DePlume is a Manchester-born, London-based bandleader, composer, saxophonist, activist and orator. He’s a resident at the legendary London creative hub Total Refreshment Centre, a recording artist for the off-grid, Scottish Hebridean island label Lost Map, and now the latest arrival into Chicago-based International Anthem’s growing family of progressive musical explorationists. Whilst much of his music contains vocals – often whispered imperatives – this is a collection of instrumentals, drenched in feeling and recorded over four albums and eight years in cities across the UK.
The music of “To Cy & Lee: Instrumentals Vol. 1” contains naturally elegant orchestration wrapped around something visceral and primordial. Swirled inside the 11 pieces are shades of Japanese Min’yo folk, Celtic folk, the Ethio-jazz of saxophonist Getatchew Mekurya and hints of the pan-human ‘ancient music’ that sat underneath Arthur Russell’s melodies on First Thought, Best Thought. The music is filled with space, inspired, he says, by computer games and Japanese animation, particularly Joe Hisaishi’s soundtrack for Studio Ghibli’s Castle In The Sky.
To Cy & Lee has a suitably individual genesis as well. DePlume was working for Ordinary Lifestyles, a charity in North Manchester which supports people with disabilities to live in their own homes and to live fulfilling lives.
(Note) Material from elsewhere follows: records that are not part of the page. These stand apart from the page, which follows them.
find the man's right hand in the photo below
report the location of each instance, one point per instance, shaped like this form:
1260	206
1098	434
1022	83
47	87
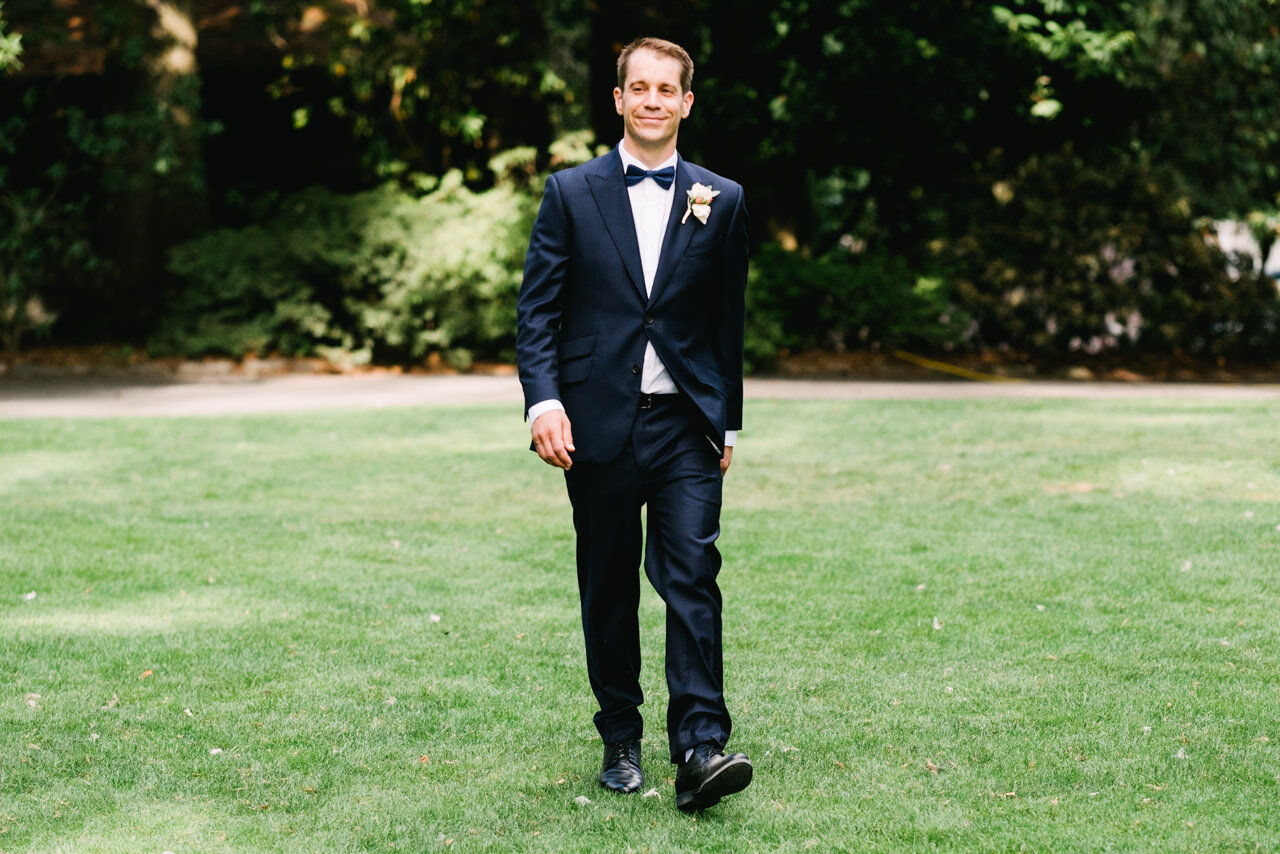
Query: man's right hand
553	439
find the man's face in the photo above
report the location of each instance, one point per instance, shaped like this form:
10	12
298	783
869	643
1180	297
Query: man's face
652	104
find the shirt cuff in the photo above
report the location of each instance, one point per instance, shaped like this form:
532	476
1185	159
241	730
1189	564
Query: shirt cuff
542	409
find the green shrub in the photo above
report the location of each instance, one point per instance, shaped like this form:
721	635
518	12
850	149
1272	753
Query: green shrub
383	275
1127	270
842	301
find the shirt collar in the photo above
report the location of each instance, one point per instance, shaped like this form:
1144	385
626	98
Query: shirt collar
629	159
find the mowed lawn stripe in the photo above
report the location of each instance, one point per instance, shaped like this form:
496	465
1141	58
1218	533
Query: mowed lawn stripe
959	625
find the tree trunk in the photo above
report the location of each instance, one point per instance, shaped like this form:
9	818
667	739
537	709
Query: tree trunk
156	182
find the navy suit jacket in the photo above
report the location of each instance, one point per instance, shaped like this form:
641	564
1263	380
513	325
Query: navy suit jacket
584	318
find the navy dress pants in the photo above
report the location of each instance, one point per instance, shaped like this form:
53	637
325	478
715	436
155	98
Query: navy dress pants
672	471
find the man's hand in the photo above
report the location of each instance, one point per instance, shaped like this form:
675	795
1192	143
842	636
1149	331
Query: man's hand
553	439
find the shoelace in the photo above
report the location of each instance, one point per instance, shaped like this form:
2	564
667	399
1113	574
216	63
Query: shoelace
625	750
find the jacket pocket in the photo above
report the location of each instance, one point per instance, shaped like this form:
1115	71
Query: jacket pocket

Specifically, he was working with the titular Cy and Lee. His job was to get the guys socialising and he did this by making up songs with them. They’d make up melodies together, humming tunes in the house when they needed something calm, or when they were haring round the city in a battered car. DePlume would record these impromptu sessions in his phone, then go to the studio and use the material as starting points for songs.
He also ran music sessions for Cy, Lee and their friends. “People would focus on a central point, tuning in to one another. There are things we can’t put into words, which can be expressed with sound and music. These guys have fewer words than us, some of them have none. When we put some feelings into a music expression – that’s liberation.”
It’s a method he uses in live shows wherever possible, placing himself and the musicians in the round. The aim is to maximise the creative benefits that a community of players and listeners can bring to the music. It’s a collectivist and humanist approach to making music that sits underneath everything he does. This is music made for a reason, and those reasons include – to paraphrase some of the catchphrases he uses both on stage and in conversation – mixing people up, asking everyone to be as much themselves as they possibly can and the hardcore encouragement expressed in his most popular line, shouted back at him by audiences wherever he goes: “You’re doing very well!”